Evet dostlar, karar verdim; ekonomiyle ilgili bütün bildiklerimden vazgeçiyorum ve bütçemle ilgili yeni kararlar almaya devam ediyorum. Böylece et, balık ve tavuğa da heterodoks bir yaklaşım sergilemeye karar verdim. Bir süre yemezsem ölmem herhalde! Sonuçta ekonomik gerçekler matematiksel olarak fiyatlara yansıyor. Bu gerçeği de bilimsel olarak göz ardı edemeyiz. İnsanları atomize etmenin ne gereği var, değil mi!
Aman, ben de neler söylüyorum… Saçmalıyorum mu, nedir!
Bu arada unutmadan; Chanel, Hermes, Car Shoe, Longchamp markalı çanta alışkanlığımı da yeni nöroekonomik davranışıma uymadığı için terk ediyorum.

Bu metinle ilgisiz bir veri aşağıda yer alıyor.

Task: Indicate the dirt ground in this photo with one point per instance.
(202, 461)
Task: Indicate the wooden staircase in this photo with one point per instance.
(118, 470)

Ne bu marka tutkusu canım! Bana ne yararı var ki bu marka çantaların! Benim gibi nöroekonomik davranışa geçen bir arkadaşım pazarda satılan çakma markaların aslından ayırt edilemediğini söyledi. Kendimi yeni bir disipline sokacağım.
Gardırobumu da yenilemek istiyordum ama bu durumda ertelemem gerekiyor. Artık acil ihtiyaçlarıma göre alışveriş yapacağım. Gardırobumun içi giymediğim kıyafetlerden geçilmiyor. Onları da fakir fukaraya dağıtırım, Allah rızası için…
Seyahat planlarımı da bir kenara attım; hiç epistemolojik değil. Bu durum duygusal önyargılarımı harekete geçiriyor. E insan duygusallaşınca ne oluyor; doğruca soluğu alışveriş merkezlerinde alıyor. Yok, canım ben almayayım. Biraz da hayatın gerçek kurallarına göre hareket edip, bundan böyle kıyafet alışverişimi de pazardan yapacağım. Çakma markalar beni bekliyor… Yaşasın, kendimi kuş gibi hafif hissediyorum.
Yeni davranışsal ekonomim epistemolojik olarak psikolojimi mi bozuyor nedir? Gözlerim mi sulanıyor, bana mı öyle geldi… Yok, yok… Ben artık alıştığım harcama davranışlarımın dışına çıkıyorum. Bu yolda yürümeye devam edeceğim. Durmak yok, yola devam. Hem böylece paramın üzerine kırk düğüm atar, Kur Korumalı Mevduat Hesabı’na da yatırabilirim; çifte faiz geliri.
Oh, oh! Bas bas paraları faize…
Heterodoks hayat bana güzel valla!
“Bakalım 2023 yılında bizim emekli maaşlarına ne kadar zam yapacaklar? Sence enflasyonun üzerinde bir zam yaparlar mı ne dersin? Valla, artık bıçak gırtlağa dayandı. Bu şekilde ne kadar dayanabiliriz bilmiyorum!”
Ha, ne! Ayy, televizyonun karşısında uyuyakalmışım. En son Bakan Nebati, “Uyuyun altı ay sonra uyanın!” demişti. Altı ay doldu mu?